Protein fingerprints of brain-derived extracellular vesicles predict types of tau pathology
- PMID: 41088254
- PMCID: PMC12522309
- DOI: 10.1186/s13195-025-01865-w
Protein fingerprints of brain-derived extracellular vesicles predict types of tau pathology
Abstract
Background: Tauopathies are a heterogeneous group of neurodegenerative disorders characterized by the brain-regional aggregation of three-repeat (3R) or four-repeat (4R) tau isoforms. Current fluid and imaging biomarkers rarely discriminate these isoforms, hampering early, pathology‑specific diagnosis.
Objective: To determine whether proteomic fingerprints of brain‑derived extracellular vesicles (BD‑EVs) isolated from the prefrontal cortex can (i) distinguish 3R from 4R tauopathies and (ii) mirror the histopathological burden of phosphorylated tau.
Methods: BD‑EVs were purified from post‑mortem prefrontal cortex interstitial fluid of Pick’s disease (PiD; 3R), progressive supranuclear palsy (PSP; 4R), and control cases (CTRL). Nanoparticle tracking analysis quantified the concentration and size of vesicles. Label‑free LC–MS/MS profiled BD‑EV proteomes, followed by differential expression, gene set enrichment (GSEA), weighted gene co‑expression network analysis (WGCNA), and machine‑learning classification. AT8 immunohistochemistry quantified cortical tau pathology, enabling protein–pathology correlations.

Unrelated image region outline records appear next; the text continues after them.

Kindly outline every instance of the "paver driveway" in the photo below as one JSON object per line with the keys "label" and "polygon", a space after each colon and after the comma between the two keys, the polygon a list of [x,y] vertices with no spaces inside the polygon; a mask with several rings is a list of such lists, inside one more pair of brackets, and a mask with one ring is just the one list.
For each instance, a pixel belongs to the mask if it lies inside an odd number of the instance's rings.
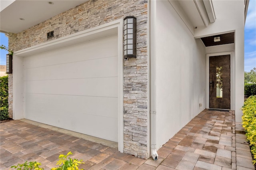
{"label": "paver driveway", "polygon": [[104,170],[254,169],[242,128],[233,111],[205,109],[146,160],[116,148],[18,120],[0,125],[0,168],[37,161],[45,170],[69,151],[82,159],[80,168]]}

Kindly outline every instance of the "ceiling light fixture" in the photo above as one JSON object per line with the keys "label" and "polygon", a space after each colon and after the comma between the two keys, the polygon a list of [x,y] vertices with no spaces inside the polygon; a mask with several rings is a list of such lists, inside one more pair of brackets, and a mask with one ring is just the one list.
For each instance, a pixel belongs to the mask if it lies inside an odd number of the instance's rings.
{"label": "ceiling light fixture", "polygon": [[214,37],[214,42],[218,42],[220,41],[220,37]]}

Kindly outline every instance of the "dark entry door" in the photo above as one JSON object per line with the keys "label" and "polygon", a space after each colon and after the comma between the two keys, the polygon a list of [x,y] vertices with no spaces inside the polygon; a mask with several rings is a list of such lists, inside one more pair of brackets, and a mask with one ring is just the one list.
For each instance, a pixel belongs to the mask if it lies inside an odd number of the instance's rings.
{"label": "dark entry door", "polygon": [[230,56],[209,58],[209,107],[230,109]]}

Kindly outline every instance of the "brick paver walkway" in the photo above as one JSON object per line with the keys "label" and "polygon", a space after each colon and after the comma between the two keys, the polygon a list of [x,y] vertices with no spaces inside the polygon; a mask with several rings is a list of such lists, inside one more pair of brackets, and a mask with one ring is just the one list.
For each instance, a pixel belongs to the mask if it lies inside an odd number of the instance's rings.
{"label": "brick paver walkway", "polygon": [[18,120],[0,125],[1,170],[26,160],[50,169],[59,154],[70,151],[72,158],[85,161],[80,167],[85,170],[254,169],[243,129],[231,111],[200,113],[159,150],[157,161]]}

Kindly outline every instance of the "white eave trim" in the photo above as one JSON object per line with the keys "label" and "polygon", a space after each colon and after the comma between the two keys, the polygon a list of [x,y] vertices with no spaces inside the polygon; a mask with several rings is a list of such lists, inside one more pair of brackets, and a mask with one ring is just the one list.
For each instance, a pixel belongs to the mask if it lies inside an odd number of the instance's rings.
{"label": "white eave trim", "polygon": [[246,19],[247,15],[247,11],[248,11],[248,6],[249,6],[249,0],[244,0],[244,24]]}
{"label": "white eave trim", "polygon": [[216,20],[216,16],[212,0],[204,0],[204,6],[205,6],[205,9],[206,10],[210,22],[211,23],[214,22]]}

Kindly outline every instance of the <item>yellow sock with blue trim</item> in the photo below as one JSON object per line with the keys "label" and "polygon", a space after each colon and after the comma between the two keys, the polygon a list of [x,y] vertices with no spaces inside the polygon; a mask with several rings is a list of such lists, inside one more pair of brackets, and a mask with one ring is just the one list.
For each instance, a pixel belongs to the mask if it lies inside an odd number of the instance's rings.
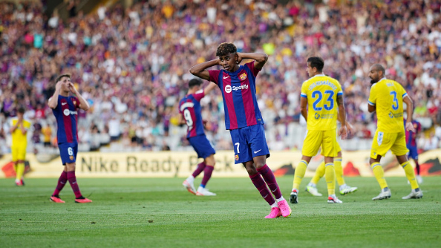
{"label": "yellow sock with blue trim", "polygon": [[370,165],[370,167],[372,168],[374,175],[377,178],[377,181],[380,184],[380,187],[381,187],[381,189],[387,187],[387,183],[386,182],[386,179],[385,179],[385,171],[380,163],[378,162],[372,163]]}
{"label": "yellow sock with blue trim", "polygon": [[419,188],[418,186],[418,183],[415,178],[415,173],[414,172],[413,167],[411,165],[409,161],[406,161],[402,163],[401,167],[404,169],[406,177],[407,178],[407,180],[411,183],[411,187],[412,187],[412,189],[415,189]]}
{"label": "yellow sock with blue trim", "polygon": [[335,169],[334,163],[329,163],[325,165],[325,178],[328,185],[328,194],[335,194]]}
{"label": "yellow sock with blue trim", "polygon": [[21,180],[24,173],[25,163],[19,163],[19,164],[17,165],[17,170],[15,171],[15,174],[16,174],[15,179],[19,180]]}
{"label": "yellow sock with blue trim", "polygon": [[324,175],[325,161],[322,161],[317,167],[317,169],[315,170],[315,174],[314,174],[314,176],[311,179],[311,183],[317,184],[318,181],[320,180],[320,178],[323,177]]}
{"label": "yellow sock with blue trim", "polygon": [[294,171],[294,180],[292,182],[292,189],[298,189],[299,186],[302,182],[302,179],[305,176],[305,173],[306,173],[306,167],[308,166],[308,162],[302,160],[297,167],[295,167],[295,170]]}
{"label": "yellow sock with blue trim", "polygon": [[334,159],[334,167],[335,168],[335,178],[338,185],[341,186],[344,184],[343,178],[343,168],[341,167],[341,158]]}

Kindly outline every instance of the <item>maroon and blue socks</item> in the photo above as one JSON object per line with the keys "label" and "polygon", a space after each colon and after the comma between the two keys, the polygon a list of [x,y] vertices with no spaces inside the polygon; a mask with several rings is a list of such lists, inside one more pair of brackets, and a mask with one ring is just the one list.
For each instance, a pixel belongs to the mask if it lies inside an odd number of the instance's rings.
{"label": "maroon and blue socks", "polygon": [[265,182],[276,197],[276,199],[280,199],[282,197],[282,192],[280,192],[280,188],[279,188],[279,185],[276,181],[276,177],[271,169],[265,164],[258,169],[257,171],[262,175],[262,177],[265,180]]}

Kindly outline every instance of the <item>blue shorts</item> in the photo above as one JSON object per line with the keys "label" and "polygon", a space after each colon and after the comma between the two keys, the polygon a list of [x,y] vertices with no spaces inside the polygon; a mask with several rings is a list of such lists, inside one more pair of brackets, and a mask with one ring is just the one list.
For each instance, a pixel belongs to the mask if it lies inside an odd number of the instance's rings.
{"label": "blue shorts", "polygon": [[202,158],[205,159],[210,155],[216,153],[205,134],[188,138],[188,141],[198,154],[198,158]]}
{"label": "blue shorts", "polygon": [[412,158],[414,160],[418,160],[418,149],[417,149],[416,146],[407,145],[407,149],[409,149],[407,157]]}
{"label": "blue shorts", "polygon": [[233,129],[230,130],[230,134],[233,141],[235,163],[247,162],[258,156],[269,156],[263,125]]}
{"label": "blue shorts", "polygon": [[61,157],[61,162],[63,165],[67,163],[75,163],[78,152],[78,143],[61,143],[58,144],[60,149],[60,156]]}

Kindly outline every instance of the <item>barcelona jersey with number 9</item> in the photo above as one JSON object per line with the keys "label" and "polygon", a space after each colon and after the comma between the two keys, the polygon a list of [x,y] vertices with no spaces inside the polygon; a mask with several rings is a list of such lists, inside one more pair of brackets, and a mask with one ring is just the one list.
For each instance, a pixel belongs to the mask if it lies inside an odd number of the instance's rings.
{"label": "barcelona jersey with number 9", "polygon": [[376,106],[377,130],[385,133],[404,131],[403,99],[407,95],[401,85],[385,78],[372,85],[368,103]]}
{"label": "barcelona jersey with number 9", "polygon": [[322,74],[303,82],[300,96],[308,100],[308,130],[326,131],[337,128],[337,96],[343,94],[338,81]]}

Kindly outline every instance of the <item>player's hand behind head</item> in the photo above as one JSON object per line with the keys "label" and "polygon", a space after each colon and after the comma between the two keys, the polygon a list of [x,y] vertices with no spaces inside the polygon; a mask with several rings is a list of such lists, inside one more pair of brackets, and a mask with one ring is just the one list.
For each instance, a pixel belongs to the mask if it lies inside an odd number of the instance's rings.
{"label": "player's hand behind head", "polygon": [[237,55],[237,60],[236,61],[236,64],[239,64],[243,58],[242,58],[242,54],[240,52],[237,52],[236,54]]}
{"label": "player's hand behind head", "polygon": [[346,126],[342,126],[338,131],[338,135],[341,137],[341,139],[344,140],[348,137],[348,130]]}
{"label": "player's hand behind head", "polygon": [[414,128],[413,124],[412,122],[406,122],[406,130],[411,132],[415,132],[415,129]]}
{"label": "player's hand behind head", "polygon": [[75,85],[74,84],[72,83],[72,82],[69,82],[67,83],[67,88],[69,88],[69,90],[71,91],[71,92],[75,93],[76,92],[76,89],[75,88]]}

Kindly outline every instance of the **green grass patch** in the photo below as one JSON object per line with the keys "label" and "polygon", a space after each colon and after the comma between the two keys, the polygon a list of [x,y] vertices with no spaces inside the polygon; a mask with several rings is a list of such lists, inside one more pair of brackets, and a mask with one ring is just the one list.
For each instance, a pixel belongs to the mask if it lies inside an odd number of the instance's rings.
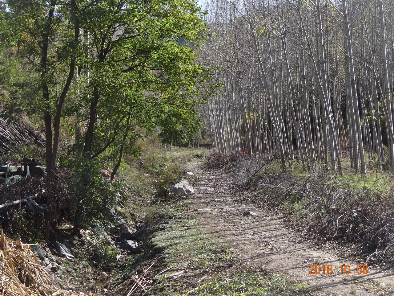
{"label": "green grass patch", "polygon": [[[181,204],[177,205],[180,207]],[[151,285],[144,289],[140,287],[134,293],[152,296],[178,296],[188,293],[201,296],[308,294],[305,284],[294,283],[286,276],[271,274],[268,271],[240,262],[237,254],[227,246],[215,242],[208,232],[206,228],[197,220],[185,217],[156,232],[150,242],[149,249],[149,253],[154,257],[147,260],[145,258],[145,267],[139,269],[134,263],[128,264],[127,269],[133,272],[124,269],[119,277],[126,275],[129,278],[130,275],[134,277],[127,288],[118,292],[128,292],[138,279],[143,278],[141,282],[151,282]],[[144,274],[147,267],[154,264],[151,272]]]}

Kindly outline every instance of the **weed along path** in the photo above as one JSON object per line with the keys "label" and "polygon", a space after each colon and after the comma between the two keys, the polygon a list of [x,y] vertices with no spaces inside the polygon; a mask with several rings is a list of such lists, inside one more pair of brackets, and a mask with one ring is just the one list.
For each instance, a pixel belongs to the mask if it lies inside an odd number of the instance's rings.
{"label": "weed along path", "polygon": [[[206,169],[198,163],[188,168],[196,173],[190,181],[195,195],[186,211],[197,219],[198,227],[217,242],[228,245],[245,263],[307,285],[311,295],[394,295],[392,269],[382,271],[371,266],[366,274],[359,275],[357,266],[363,263],[341,259],[337,253],[302,241],[278,215],[248,201],[257,193],[240,192],[233,185],[235,177],[231,173]],[[257,215],[244,215],[246,211]],[[320,273],[310,274],[311,264],[320,266]],[[341,274],[342,264],[349,266],[343,266]],[[329,265],[332,270],[327,271]],[[313,271],[318,271],[317,268]]]}

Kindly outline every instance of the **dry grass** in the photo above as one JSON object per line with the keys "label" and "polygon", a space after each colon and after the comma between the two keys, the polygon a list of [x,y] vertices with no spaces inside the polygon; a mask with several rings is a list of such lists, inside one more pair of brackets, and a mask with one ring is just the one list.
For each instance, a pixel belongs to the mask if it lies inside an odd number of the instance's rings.
{"label": "dry grass", "polygon": [[1,230],[0,237],[0,295],[35,296],[61,295],[47,270],[41,265],[29,245],[13,241]]}

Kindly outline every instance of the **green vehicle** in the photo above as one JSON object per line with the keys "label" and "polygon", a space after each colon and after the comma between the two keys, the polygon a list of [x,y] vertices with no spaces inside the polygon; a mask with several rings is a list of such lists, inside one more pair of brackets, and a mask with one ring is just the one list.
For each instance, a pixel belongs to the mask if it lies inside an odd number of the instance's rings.
{"label": "green vehicle", "polygon": [[27,165],[3,165],[0,168],[2,183],[14,184],[28,176],[30,176],[30,169]]}

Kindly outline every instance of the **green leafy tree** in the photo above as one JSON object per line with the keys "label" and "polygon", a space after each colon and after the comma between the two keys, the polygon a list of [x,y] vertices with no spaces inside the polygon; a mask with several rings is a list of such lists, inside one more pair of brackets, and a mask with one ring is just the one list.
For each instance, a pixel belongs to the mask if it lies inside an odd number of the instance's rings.
{"label": "green leafy tree", "polygon": [[196,62],[206,24],[196,4],[106,1],[86,6],[81,17],[91,90],[86,154],[98,156],[120,145],[120,161],[122,143],[136,136],[136,127],[162,126],[165,140],[173,142],[198,129],[197,107],[214,88],[206,87],[210,69]]}

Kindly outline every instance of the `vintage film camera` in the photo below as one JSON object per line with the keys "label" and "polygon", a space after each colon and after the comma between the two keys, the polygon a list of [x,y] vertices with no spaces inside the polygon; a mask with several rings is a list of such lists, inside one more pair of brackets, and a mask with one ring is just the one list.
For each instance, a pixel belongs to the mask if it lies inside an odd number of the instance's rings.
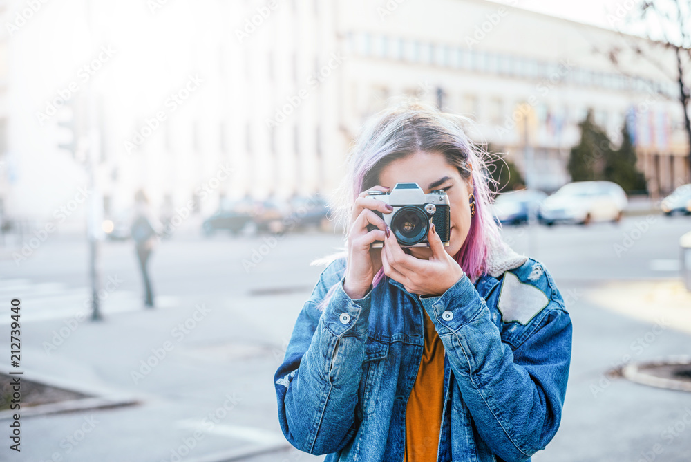
{"label": "vintage film camera", "polygon": [[[433,223],[435,230],[444,246],[448,246],[448,196],[443,190],[434,190],[426,194],[417,183],[397,183],[390,192],[372,191],[366,197],[382,201],[393,207],[391,213],[375,210],[391,228],[401,247],[426,247],[427,233]],[[368,225],[368,231],[376,229]],[[370,247],[381,247],[384,242],[375,241]]]}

Results: Tau pathology did not alter overall BD‑EV yield but shifted vesicle size distribution in PiD (higher small/large EV ratio). Proteomic analysis identified two discriminant modules: an astrocyte-derived mitochondrial cluster enriched in PiD and a neuron-derived microtubule cluster depleted in PiD relative to PSP and control groups. Combined glial protein abundance (e.g., GFAP, AQP4, S100β, GLAST, ANXA1) classified PiD, PSP, and controls with perfect accuracy (F1 = 1.0). Several BD‑EV proteins—including CAMKV, TMEM30A, NMT1, AK1 (PiD‑specific), and CALB2 (PSP‑specific)—correlated strongly with regional AT8 burden (|ρ| ≥ 0.70, FDR < 0.05).
Conclusions: BD‑EV proteomic fingerprints robustly differentiate 3R and 4R tauopathies and track disease severity, unveiling astrocytic mitochondrial proteins as candidate biomarkers. Overall, our results indicate that BD-EV profiling may complement existing approaches for distinguishing tau isoforms and, pending further validation, could ultimately be adapted for use in more accessible biofluids.
Supplementary Information: The online version contains supplementary material available at 10.1186/s13195-025-01865-w.
Keywords: BD-EV; Brain secretome; Glia, prefrontal cortex; Tau isoform; Tauopathy.
Conflict of interest statement
Declarations. Ethics approval and consent to participate: All patients at each clinical center provided their written informed consent to participate in the research, which was approved by the respective Ethics Committees. In Lille, the responsible committee was the Regional Ethics Committee of the French Data Protection Authority (CNIL), in compliance with French legal requirements for biological resources, and registered under the number DC-2008-642. The samples were managed by the CRB/CIC1403 Biobank (BB-0033-00030). Competing interests: The authors declare no competing interests.